The story of Jonah and the whale is a classic story of liminal space. Jonah was called by God to go to Nineveh (enemy territory), but instead, he went in the opposite direction by boarding a ship to Tarshish. After being thrown overboard, God arranged for a mighty whale to swallow Jonah. He remained in the belly of the whale for three days before being spit up close to Nineveh. Being in the belly of a whale and being led to a place not of Jonah’s choosing…talk about losing control! (At the last Men’s Rite of Passage Retreat that four of us participated in, all the talks and rituals were done while the retreatants were inside an enclosure of 8-foot tall wooden “ribs”). Life itself has taken all of us into the belly of the whale.

Another classic story of liminal space come from the Book of Exodus. Under the leadership of Moses, God called the people away from the land of slavery in Egypt to the Promised Land. The 40 years of wandering in the desert was liminal space for the Hebrews. Many wanted to run back to Egypt while others kept asking Moses, “Are we there, yet?” Only Moses and a few others were convinced that this time in the desert was valuable time, a time when God was with them and transforming them.

Jesus himself enters liminal space many times in the gospels.  In fact, the gospels tell us that “Jesus was led by the Spirit out into the desert” (Matthew 4:1). God saw the necessity of liminal space in his own Son’s journey so much so that God’s own Spirit drives Jesus into the desert. Jesus did not consciously lead himself to the desert, he had to be led there, just like we have to be led. But once there, he did not go back nor leapfrog ahead even though his days were fraught with such temptations to do so. Jesus believed that the liminal space of the desert was the only place where his own true transformation could happen. Can we also believe that God is fully present during these pandemic days? Could it be that we have been led here just as Jesus was led into the desert? In liminal space you may not, necessarily, meet God, but you will meet the True Self, which is always a Divine encounter.

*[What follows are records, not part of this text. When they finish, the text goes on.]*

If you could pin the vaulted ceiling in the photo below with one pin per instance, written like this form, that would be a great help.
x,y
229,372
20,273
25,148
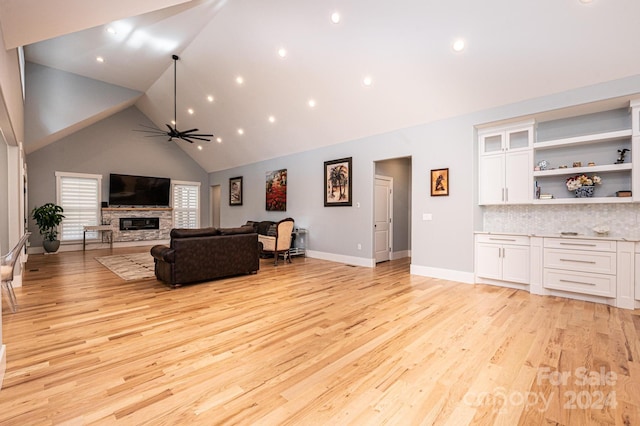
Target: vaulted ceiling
x,y
383,66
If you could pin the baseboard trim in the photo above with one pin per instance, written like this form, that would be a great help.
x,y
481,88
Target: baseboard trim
x,y
445,274
400,254
349,260
3,363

It takes courage to remain in liminal space and faith to believe, that while there, we are being formed for the better. Fr. Richard Rohr says it well in his book, Things Hidden, “There is a necessary light that is only available through darkness, the darkness that comes in those liminal spaces of birth, death and suffering… There are certain truths that can be known only if we are sufficiently emptied, sufficiently ready, sufficiently confused or sufficiently destabilized.” COVID-19 has done its share of emptying, confusing and destabilizing much in our lives. I have to believe that somehow God’s Spirit is still in the middle of it all leading us ultimately to a deeper sense of ourselves and a truer sense of God.